Rik Mayall also appeared in a one-off monologue as a chauvinistic feminist called Mitch, filling a similar guest slot as he had with Kevin Turvey in the sketch show A Kick Up the Eighties. Another alternative comedy innovator to appear on the show was John Dowie, who had already toured with Wood in 1978.

Wood's view of the series was "Some bits of it were good, some deadly".

Around this time, Wood made a weekly musical appearance in the BBC Radio 2 show The Little and Large Party, narrated an Arts Council film on the pantomime dame, and was profiled in the schools programme Scene. Walters would also appear with Michael Angelis in 1982 as his wife in Alan Bleasdale's Boys from the Blackstuff.
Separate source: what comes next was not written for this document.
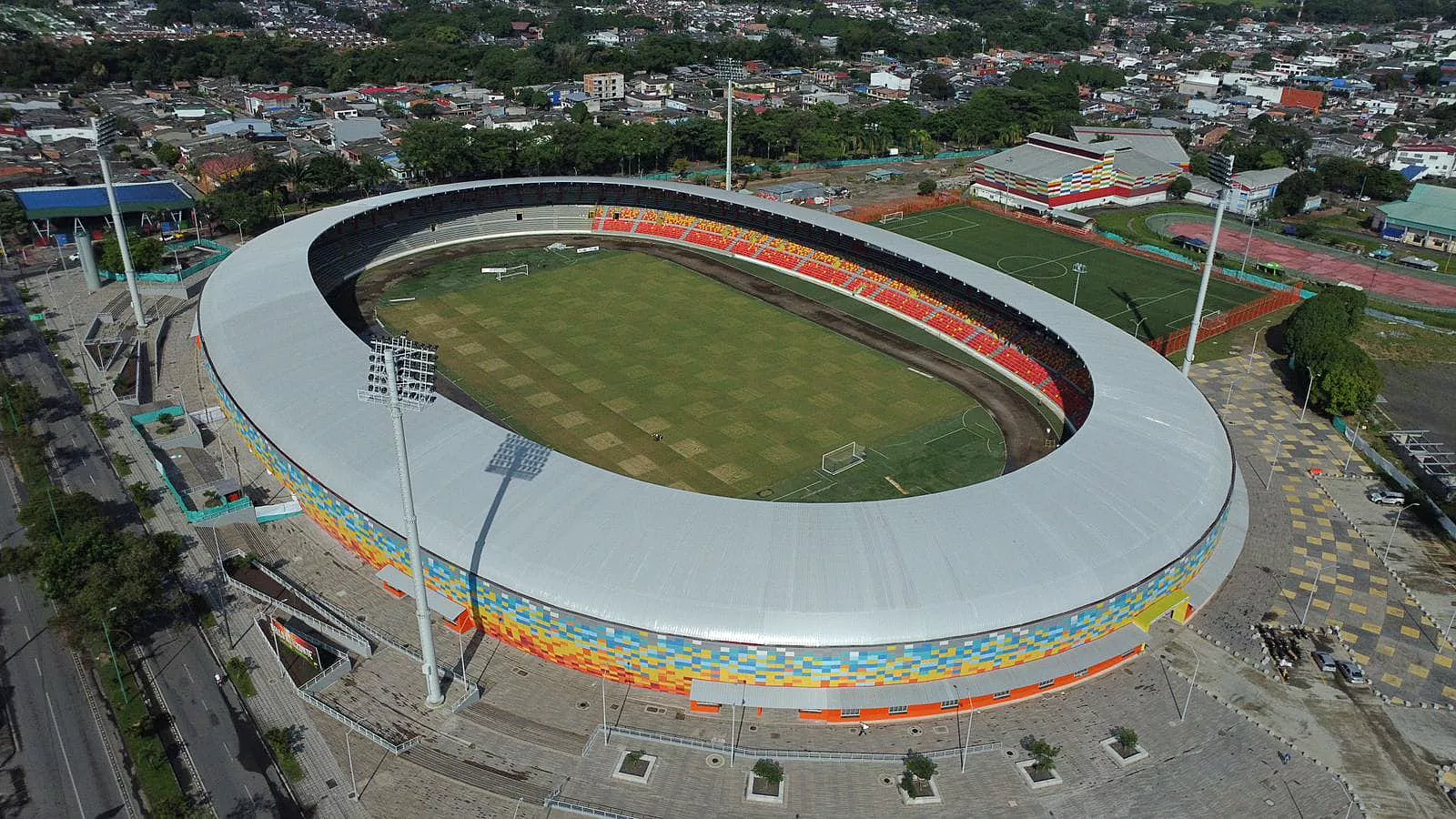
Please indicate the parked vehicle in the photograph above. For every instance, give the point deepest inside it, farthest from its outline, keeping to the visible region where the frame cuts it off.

Wood and Walters place in British comedy history can be seen as that of a dry run for the more popular and acclaimed Victoria Wood: As Seen on TV which aired on BBC television between 1985 and 1987, which shared some of the same elements such as pseudo-documentaries, songs, sketches, as well as co-starring Walters and Preston.

Although consisting of seven episodes, the seventh in the series was a compilation of sketches and songs pulled from the earlier six parts and the pilot.

==Home media==
The series was released on DVD by Network on 18 October 2010. The release included all seven episodes and the original "Two Creatures Great and Small" pilot episode on a single disc.